POWDER COAT AND NEITHER-NORS
In North America, a silver-like phenomenon called "powder coat" has been noted in some breeds, but different breeders have different interpretations of “powder coat.” It is not an official term and there is no clear consensus on what “powder coat,” let alone what causes it. For some, powder coat means a lighter (softer) colour cat while “high colour” indicates a darker colour. This reflects the variations in colour depth attributed to polygenes in solid colour cats. Presumably it also coccurs in patterned cats but is less visible. For example some breeders regularly see “light chocolate” and “dark chocolate” in chocolate breeding lines, while some creams are intense enough to look like pale reds. In the past, these were known as "neither-nors" by the cat fancy because they were, for example, neither good creams nor good reds.
Powder coat, according to other breeders, looks as though the tips of the hairs are lighter than the base, giving the impression of a cat very lightly dusted with talcum powder, not just a cat that is uniformly paler in tone. Others say that, in their experience, powder coat also produces a metallic undertone; in the redseries cats this produces "hotter creams” rather than paler ones.
Some believe powder coat to be an alternative theory to the Dilute Modifier (caramel) gene for subtle coat colour changes. Caramel adds a brownish – some say muddy - tint to the underlying colour, though some cats with the Dilute Modifier also look paler in colour.

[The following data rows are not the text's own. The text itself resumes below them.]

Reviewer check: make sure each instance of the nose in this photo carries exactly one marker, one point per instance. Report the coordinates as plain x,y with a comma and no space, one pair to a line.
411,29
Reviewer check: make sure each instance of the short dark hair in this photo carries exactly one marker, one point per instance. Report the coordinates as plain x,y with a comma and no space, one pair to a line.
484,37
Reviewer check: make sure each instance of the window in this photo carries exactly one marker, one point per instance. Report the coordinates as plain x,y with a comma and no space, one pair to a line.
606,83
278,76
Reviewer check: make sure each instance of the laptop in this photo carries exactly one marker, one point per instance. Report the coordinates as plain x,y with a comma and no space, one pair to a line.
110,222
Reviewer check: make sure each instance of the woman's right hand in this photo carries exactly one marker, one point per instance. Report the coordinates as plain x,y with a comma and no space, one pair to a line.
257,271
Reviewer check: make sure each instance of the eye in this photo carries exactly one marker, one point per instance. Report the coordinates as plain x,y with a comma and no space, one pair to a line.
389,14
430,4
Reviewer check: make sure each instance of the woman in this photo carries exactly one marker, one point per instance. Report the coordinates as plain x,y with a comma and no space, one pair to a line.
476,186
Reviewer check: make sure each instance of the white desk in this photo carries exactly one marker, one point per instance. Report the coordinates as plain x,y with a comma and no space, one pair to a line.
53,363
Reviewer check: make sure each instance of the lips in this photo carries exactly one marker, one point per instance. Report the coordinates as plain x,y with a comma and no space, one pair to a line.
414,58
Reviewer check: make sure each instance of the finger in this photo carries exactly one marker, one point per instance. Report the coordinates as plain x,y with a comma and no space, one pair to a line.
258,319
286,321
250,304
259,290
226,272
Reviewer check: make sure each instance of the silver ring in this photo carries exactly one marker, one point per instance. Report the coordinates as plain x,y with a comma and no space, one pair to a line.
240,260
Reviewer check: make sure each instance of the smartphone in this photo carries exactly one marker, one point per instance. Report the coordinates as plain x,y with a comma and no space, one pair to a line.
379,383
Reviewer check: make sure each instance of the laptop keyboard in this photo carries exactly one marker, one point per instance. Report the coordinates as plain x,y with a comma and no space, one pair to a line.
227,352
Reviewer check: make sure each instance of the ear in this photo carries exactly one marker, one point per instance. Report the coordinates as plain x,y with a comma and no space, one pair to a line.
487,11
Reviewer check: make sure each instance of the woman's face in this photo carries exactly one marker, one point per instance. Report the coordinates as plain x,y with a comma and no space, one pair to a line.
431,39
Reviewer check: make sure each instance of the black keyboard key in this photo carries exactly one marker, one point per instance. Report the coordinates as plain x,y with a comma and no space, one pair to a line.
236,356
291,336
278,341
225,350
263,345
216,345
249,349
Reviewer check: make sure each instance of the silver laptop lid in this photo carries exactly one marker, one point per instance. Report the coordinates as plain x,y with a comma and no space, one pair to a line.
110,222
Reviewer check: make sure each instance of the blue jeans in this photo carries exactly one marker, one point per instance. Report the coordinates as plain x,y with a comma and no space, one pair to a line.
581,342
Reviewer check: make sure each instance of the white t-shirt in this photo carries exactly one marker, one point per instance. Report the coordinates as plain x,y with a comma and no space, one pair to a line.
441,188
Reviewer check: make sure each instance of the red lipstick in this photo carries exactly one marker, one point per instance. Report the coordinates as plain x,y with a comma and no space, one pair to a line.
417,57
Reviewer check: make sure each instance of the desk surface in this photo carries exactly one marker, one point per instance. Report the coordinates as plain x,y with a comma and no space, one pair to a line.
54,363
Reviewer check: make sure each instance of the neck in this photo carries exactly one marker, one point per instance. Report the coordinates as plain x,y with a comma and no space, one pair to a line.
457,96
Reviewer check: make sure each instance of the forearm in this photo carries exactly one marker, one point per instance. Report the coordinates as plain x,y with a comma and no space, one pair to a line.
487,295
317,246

Powder coat must not be confused with "fever coat" (also called frosted coat). Fever coat is a temporary affect, usually seen in kittens, where the colour does not properly develop due to temperature in the womb or due to raised body temperature when new fur is growing. Fever coated kittens can resemble smokes (silver non-agouti) cats even though the silver gene (inhibitor gene) is not present. See Indefinable Kitten Colours.
The inheritance of powder coats is predictable. In some Burmilla and Burmese lines, powder coats have been linked to unexpected silver offspring (mismating being ruled out) leading the breeders to wonder if powder coat is due to a hypostatic silver gene. In another relative of the Burmese, the Singapura, Silver Singapuras appear where the ivory/cream colour is replaced by a very pale cream that is almost white.
Until a consensus is reached on the visual appearance of powder coat, rather than applying the name to multiple visual effects, we simply don’t know how, or if, it is related to silver, golden or wideband, or some othe genes that further dilute the base colour.
In general, breeders think in binary terms because genes occur in pairs. In an ideal world, a cat is either dense or dilute, it is either silver or not silver. The problem with this way of thinking is that other genes can modify the expression of colour, making it more or less intense. Selective breeding tries to produce consistent tones, but if a cat also inherits a particular mix of other genes (or epigenes that affect gene expression) it may turn out to be one of the neither-nors - a rather dark dilute or a washed-out dense colour.